Pressure to Kill: How Squeezing Cancer Cells Makes Them Deadlier

New Research: Physical Pressure Triggers Cancer Cells to Turn Deadly

A landmark study published in Nature has uncovered a paradoxical trigger for cancer's most dangerous behavior: physical pressure. Conducted by researchers at the Ludwig Institute for Cancer Research and Memorial Sloan Kettering Cancer Center, the findings show that when cancer cells are mechanically squeezed inside a tumor, they don't die—they transform into more invasive, drug-resistant versions of themselves.

The Dangerous Switch: From Growth to Invasion

Using a zebrafish model of melanoma, the team discovered that confinement by surrounding tissues forces cancer cells to undergo a dramatic state change. Instead of continuing to proliferate, they activate a specific program known as 'neuronal invasion', which equips them to migrate and spread into new tissue—the fundamental driver of metastasis.

The Key Protein: HMGB2 Flips the Epigenetic Switch

At the heart of this transformation is a protein called HMGB2. The study demonstrates that HMGB2 acts as a mechanical sensor. When a cell is squeezed, HMGB2 binds directly to chromatin, the complex of DNA and protein, and alters its 3D structure. This epigenetic change does not mutate the DNA but instead exposes previously hidden genes linked to invasiveness, effectively reprogramming the cell for escape.

A Double Defense for Survival

The cells' adaptation goes beyond genetic reprogramming. To survive the physical stress, they also:

• Remodel their internal skeleton, forming a protective, cage-like structure around the nucleus.

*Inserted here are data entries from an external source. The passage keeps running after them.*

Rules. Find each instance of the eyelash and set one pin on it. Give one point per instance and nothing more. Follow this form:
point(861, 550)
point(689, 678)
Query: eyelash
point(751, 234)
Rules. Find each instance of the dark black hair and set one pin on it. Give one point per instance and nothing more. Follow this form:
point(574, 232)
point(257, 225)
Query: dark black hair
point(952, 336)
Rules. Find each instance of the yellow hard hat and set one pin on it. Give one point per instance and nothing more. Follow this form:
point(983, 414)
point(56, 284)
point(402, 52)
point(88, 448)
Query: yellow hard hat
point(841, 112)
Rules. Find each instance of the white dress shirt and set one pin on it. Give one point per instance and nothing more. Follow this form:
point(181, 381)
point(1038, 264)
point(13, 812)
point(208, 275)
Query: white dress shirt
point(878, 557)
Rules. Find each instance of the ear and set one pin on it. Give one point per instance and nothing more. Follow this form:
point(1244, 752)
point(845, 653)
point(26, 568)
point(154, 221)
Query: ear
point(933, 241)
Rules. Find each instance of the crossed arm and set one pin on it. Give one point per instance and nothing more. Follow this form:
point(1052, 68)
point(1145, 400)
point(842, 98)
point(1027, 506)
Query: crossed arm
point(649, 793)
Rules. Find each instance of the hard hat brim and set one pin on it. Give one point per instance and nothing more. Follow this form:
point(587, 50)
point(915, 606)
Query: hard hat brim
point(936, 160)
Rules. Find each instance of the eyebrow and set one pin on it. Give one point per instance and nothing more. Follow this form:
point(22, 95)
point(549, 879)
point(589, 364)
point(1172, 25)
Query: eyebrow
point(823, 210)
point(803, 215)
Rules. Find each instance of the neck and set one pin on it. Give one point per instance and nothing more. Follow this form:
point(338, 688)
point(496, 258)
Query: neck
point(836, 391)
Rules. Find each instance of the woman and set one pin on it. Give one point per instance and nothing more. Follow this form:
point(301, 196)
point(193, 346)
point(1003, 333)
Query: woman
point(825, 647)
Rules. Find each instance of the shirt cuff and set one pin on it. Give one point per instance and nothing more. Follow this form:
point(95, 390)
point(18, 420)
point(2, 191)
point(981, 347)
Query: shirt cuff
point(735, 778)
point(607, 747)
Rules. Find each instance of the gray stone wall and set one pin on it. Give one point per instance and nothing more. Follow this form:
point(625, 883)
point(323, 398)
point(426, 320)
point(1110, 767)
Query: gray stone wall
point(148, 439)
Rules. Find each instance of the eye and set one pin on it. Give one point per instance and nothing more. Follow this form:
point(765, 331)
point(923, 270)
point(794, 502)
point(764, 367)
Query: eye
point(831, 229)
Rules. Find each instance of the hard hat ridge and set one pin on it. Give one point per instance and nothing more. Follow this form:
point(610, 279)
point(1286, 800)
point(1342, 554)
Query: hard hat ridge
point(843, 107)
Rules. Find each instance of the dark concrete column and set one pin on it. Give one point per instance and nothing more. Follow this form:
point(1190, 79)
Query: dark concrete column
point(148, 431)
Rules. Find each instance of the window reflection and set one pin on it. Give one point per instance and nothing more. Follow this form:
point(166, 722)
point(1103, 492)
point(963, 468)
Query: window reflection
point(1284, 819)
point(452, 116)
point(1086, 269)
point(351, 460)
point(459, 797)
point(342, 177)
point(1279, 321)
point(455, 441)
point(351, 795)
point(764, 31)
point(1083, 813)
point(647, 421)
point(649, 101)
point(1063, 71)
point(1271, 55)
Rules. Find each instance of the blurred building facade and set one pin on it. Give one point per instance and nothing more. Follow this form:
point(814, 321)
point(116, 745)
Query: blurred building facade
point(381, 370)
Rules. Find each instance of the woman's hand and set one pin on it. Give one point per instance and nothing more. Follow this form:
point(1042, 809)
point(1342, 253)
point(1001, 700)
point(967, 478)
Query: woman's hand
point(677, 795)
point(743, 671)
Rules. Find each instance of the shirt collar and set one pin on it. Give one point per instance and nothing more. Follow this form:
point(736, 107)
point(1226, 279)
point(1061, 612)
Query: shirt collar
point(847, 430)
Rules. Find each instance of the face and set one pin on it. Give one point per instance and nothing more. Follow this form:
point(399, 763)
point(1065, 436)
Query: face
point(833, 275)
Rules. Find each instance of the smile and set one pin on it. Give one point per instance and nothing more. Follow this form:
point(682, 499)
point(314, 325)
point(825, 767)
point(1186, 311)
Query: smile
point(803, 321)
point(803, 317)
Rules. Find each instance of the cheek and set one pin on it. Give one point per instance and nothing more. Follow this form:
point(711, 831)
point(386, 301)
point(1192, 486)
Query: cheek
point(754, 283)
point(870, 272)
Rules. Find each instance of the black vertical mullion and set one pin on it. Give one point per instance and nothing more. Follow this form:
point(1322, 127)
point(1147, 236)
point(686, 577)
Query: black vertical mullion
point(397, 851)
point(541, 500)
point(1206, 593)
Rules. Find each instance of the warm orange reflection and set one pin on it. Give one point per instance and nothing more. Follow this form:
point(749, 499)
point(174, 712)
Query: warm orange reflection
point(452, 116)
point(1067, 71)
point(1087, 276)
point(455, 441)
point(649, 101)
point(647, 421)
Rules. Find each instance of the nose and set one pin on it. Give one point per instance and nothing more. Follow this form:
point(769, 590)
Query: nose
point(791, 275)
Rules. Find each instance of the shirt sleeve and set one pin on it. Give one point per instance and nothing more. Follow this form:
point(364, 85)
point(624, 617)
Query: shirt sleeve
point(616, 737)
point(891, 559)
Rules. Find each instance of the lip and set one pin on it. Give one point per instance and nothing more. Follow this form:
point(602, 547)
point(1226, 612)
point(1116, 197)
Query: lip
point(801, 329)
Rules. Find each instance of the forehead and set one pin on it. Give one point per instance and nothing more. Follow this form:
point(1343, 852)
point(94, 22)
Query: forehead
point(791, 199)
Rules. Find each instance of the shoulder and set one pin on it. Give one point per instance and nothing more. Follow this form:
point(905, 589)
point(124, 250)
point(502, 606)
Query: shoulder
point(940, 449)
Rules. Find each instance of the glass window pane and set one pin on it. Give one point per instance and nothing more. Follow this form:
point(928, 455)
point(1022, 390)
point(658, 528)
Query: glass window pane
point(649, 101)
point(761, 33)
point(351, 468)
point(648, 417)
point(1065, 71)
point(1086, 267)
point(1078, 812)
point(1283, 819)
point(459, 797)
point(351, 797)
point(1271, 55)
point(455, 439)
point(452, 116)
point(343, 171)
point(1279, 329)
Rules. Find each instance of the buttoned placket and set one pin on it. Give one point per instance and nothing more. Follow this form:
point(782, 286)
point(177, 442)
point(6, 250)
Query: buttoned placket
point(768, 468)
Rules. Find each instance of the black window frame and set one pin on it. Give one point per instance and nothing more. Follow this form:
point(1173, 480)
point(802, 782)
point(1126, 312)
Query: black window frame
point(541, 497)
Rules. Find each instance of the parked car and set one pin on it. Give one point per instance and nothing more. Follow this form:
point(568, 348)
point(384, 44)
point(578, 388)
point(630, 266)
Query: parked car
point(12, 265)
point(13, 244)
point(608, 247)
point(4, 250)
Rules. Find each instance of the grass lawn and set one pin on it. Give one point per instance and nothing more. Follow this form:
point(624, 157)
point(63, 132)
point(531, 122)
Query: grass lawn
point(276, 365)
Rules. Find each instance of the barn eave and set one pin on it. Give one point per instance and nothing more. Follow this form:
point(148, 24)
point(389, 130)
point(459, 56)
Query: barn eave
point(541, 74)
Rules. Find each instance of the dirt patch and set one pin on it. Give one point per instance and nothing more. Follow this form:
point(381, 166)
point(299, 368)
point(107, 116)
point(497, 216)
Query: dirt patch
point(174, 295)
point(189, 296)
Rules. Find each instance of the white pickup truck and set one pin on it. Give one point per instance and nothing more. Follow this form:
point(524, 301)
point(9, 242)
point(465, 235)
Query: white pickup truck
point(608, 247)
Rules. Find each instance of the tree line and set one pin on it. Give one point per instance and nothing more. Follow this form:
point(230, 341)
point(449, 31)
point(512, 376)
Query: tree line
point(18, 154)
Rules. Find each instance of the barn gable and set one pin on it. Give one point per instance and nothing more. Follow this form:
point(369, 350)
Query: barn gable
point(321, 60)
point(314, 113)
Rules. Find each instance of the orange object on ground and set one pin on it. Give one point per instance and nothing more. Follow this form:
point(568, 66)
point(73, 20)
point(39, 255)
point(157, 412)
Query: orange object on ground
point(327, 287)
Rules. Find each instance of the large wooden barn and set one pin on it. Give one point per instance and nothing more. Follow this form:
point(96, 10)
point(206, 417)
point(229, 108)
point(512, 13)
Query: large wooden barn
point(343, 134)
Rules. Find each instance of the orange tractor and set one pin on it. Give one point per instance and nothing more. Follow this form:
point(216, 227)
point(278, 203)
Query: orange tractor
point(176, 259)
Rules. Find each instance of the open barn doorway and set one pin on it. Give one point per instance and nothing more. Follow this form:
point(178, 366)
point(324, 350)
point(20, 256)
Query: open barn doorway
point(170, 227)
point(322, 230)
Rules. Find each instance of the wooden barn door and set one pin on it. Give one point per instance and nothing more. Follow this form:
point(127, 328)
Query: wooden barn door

• Utilize the LINC complex, a molecular bridge that shields the nucleus from rupture and DNA damage.

This dual mechanism ensures the cell not only becomes more aggressive but is also robust enough to survive the journey.

Major Implications for Cancer Treatment

This discovery reveals a significant challenge in cancer therapy. Treatments that target rapidly dividing cells may be ineffective against these dormant but invasive cells.

"As therapies targeting rapidly dividing cells may miss those that have transitioned to an invasive, drug-resistant phenotype, identifying the factors involved in this switch is crucial," explained senior author Richard White. "We hope to develop therapies that can prevent or even reverse this dangerous transformation."

By identifying HMGB2 and the physical forces of the tumor microenvironment as key drivers, this research opens a new frontier for developing treatments aimed at blocking cancer's ability to adapt and spread.